Concept — background and overview.
How to determine who is an internal contact
Affinity will hide communications amongst internal contacts due to potentially sensitive information such as salary discussions, one-on-one meetings, performance reviews, and more. There are three reasons why a person is considered an internal contact:
- Internal Contact - All registered users in your team Affinity account (as shown in Settings > Users and Permissions).
- Inferred Internal Contact - People who are not registered users in your team Affinity account, but have email domains that match the registered email domain of the respective Affinity account that they are in.

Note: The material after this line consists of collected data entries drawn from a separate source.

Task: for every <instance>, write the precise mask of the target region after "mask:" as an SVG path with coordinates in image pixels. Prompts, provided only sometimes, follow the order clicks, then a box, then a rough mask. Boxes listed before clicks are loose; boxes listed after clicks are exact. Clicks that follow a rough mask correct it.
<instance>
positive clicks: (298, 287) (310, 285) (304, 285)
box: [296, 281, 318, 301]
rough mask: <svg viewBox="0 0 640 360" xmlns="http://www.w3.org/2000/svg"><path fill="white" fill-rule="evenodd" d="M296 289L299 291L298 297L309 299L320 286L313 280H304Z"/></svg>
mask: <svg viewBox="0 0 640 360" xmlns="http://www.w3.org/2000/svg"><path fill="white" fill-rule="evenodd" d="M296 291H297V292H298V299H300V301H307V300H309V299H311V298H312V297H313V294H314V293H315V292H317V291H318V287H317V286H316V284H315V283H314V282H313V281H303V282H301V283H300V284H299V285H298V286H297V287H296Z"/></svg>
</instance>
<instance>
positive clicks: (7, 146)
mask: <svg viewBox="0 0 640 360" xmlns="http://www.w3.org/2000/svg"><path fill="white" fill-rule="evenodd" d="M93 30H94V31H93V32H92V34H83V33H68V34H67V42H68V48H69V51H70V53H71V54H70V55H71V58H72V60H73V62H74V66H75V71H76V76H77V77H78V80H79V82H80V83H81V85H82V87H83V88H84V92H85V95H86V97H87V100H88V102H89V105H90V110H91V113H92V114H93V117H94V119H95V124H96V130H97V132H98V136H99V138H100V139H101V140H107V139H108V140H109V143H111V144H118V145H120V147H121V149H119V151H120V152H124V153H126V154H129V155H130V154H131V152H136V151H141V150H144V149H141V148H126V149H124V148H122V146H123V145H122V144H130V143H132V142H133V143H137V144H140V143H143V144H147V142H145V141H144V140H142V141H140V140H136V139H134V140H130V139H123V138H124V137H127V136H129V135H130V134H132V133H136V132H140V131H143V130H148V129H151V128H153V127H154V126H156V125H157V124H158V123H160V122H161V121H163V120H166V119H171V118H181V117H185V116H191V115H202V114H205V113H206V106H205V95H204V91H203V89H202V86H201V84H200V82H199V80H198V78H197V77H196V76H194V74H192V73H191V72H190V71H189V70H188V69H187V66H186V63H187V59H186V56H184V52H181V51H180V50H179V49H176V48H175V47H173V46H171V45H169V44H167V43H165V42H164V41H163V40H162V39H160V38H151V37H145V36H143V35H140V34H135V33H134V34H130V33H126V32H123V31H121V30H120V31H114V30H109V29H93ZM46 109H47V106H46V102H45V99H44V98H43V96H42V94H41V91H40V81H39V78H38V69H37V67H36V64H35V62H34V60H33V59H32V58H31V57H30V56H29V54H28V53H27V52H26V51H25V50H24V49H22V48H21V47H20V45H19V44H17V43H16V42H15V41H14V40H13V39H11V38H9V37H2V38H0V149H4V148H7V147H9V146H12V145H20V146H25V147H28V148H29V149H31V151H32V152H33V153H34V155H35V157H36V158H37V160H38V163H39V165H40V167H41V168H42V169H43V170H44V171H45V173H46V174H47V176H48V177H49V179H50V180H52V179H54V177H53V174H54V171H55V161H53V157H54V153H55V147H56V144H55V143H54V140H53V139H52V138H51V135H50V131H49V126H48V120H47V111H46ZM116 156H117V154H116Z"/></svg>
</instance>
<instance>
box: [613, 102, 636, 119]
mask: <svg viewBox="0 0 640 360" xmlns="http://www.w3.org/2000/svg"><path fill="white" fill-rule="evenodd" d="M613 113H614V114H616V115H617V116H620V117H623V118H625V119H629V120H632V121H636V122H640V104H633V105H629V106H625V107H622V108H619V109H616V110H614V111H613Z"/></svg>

They will be treated just like internal contacts from a privacy perspective.
- If your Affinity account is companyxyz*.affinity.co* and the registered email domain for this account is “@companyxyz.com”, then all team members who aren’t Affinity users (but have email addresses that contain “@companyxyz.com”) will be considered inferred internal contacts.
- As previously mentioned, you will not be able to see the email/calendar interactions that anyone has had with the internal/inferred internal contact when viewing their profile page.

How to determine who is an external contact
There are two ways to know whether a contact is considered an external contact:- Verify whether any of their email addresses have email domains that do not match the registered email domain(s) of the team Affinity account that you are in.
- You will be able to see the email/calendar interactions that you and your team members have with that external contact.

- You will be able to delete external contact’s profile pages.